The current standard is excellent for verifying successful work, but it lacks a simple primitive for flagging failures. A potential direction could be to add a simple, lightweight function to the ValidationRegistry or a new, dedicated IncidentRegistry:

reportIncident(targetAgentID, reasonCode, dataHash)

  • targetAgentID: The agent being reported.
  • reasonCode: A standardized enum for the type of incident (e.g., 0: Non-responsive, 1: MalformedData, 2: RuleViolation, 3: MaliciousBehavior).
  • dataHash: An optional storage ID pointing to off-chain evidence supporting the incident report.

Of course, the immediate question is: how do you prevent this from being misused for spam or griefing attacks?

The solution is to use a simple crypto-economic mechanism to disincentivize false reporting. The workflow could be:

  1. Report with a Bond: To call reportIncident, the reporting agent must post a small bond (e.g., in USDC). This immediately prices out frivolous spam.
  2. Challenge Period: The report enters a “pending” state for a short time. The accused agent can challenge it by posting their own counter-bond.
  3. Resolution:
    • If Unchallenged: The report becomes “active,” the reporter’s bond is returned, and the incident becomes a public signal.
    • If Challenged: The dispute is escalated to a pluggable, off-chain arbitration service. The winner takes both bonds.

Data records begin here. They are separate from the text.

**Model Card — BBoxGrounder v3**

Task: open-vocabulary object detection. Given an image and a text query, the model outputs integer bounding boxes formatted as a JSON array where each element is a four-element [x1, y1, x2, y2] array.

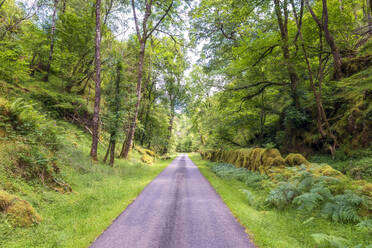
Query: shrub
[[242, 189, 256, 207], [0, 190, 42, 227], [265, 183, 300, 210], [321, 190, 367, 223], [141, 154, 154, 164], [211, 163, 266, 188], [0, 98, 59, 150]]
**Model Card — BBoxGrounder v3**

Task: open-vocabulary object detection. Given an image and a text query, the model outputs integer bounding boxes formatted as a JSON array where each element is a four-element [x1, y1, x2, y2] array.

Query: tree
[[103, 60, 123, 166], [44, 0, 58, 82], [90, 0, 101, 160], [306, 0, 342, 80], [120, 0, 174, 158]]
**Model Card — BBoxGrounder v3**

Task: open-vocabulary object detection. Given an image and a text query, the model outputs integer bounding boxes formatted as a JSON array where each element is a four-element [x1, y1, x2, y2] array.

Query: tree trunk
[[120, 40, 146, 158], [62, 0, 67, 14], [291, 0, 337, 157], [322, 0, 342, 80], [90, 0, 101, 160], [0, 0, 5, 9], [274, 0, 300, 107], [109, 140, 116, 166], [366, 0, 372, 35], [103, 141, 111, 163], [305, 0, 342, 80], [44, 0, 58, 82], [164, 110, 174, 154]]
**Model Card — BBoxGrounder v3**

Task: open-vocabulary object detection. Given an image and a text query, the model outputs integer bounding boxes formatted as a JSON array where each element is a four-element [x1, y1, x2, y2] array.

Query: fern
[[293, 183, 332, 212], [241, 189, 256, 207], [265, 183, 300, 210], [356, 219, 372, 232], [311, 233, 350, 248], [211, 163, 265, 188], [321, 191, 365, 223]]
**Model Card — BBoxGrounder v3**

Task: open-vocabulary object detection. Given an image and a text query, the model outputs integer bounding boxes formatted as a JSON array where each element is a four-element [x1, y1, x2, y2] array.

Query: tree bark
[[121, 41, 146, 158], [109, 140, 116, 166], [305, 0, 342, 80], [366, 0, 372, 35], [291, 0, 337, 157], [44, 0, 59, 82], [0, 0, 5, 9], [274, 0, 300, 107], [90, 0, 101, 160], [103, 141, 111, 163]]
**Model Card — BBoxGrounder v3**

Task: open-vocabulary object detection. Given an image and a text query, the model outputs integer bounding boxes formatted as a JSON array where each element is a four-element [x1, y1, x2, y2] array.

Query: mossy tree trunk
[[44, 0, 59, 82], [90, 0, 101, 160], [290, 0, 337, 157]]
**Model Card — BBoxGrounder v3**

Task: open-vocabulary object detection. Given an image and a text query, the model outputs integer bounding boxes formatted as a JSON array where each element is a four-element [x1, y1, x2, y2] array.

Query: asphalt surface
[[91, 155, 255, 248]]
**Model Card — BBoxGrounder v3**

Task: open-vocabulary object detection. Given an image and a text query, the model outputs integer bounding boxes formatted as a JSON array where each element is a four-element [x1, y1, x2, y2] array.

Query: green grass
[[0, 122, 170, 248], [190, 154, 372, 248], [310, 148, 372, 182]]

This model creates a strong incentive for honest reporting. You can pull the fire alarm, but there’s a cost to being wrong.

This stays within the minimal ethos of the ERC: the on-chain part is just a simple state machine (pending/active) with a bond, while the complex logic of arbitration is left to external systems. It adds a crucial safety layer for the whole agent economy.

Just a thought on a small addition that could have a significant impact on the overall safety and reliability of the agent economy.

PS: we’re leading the reference implementation that will bring ERC-8004 to life and have released the first demo.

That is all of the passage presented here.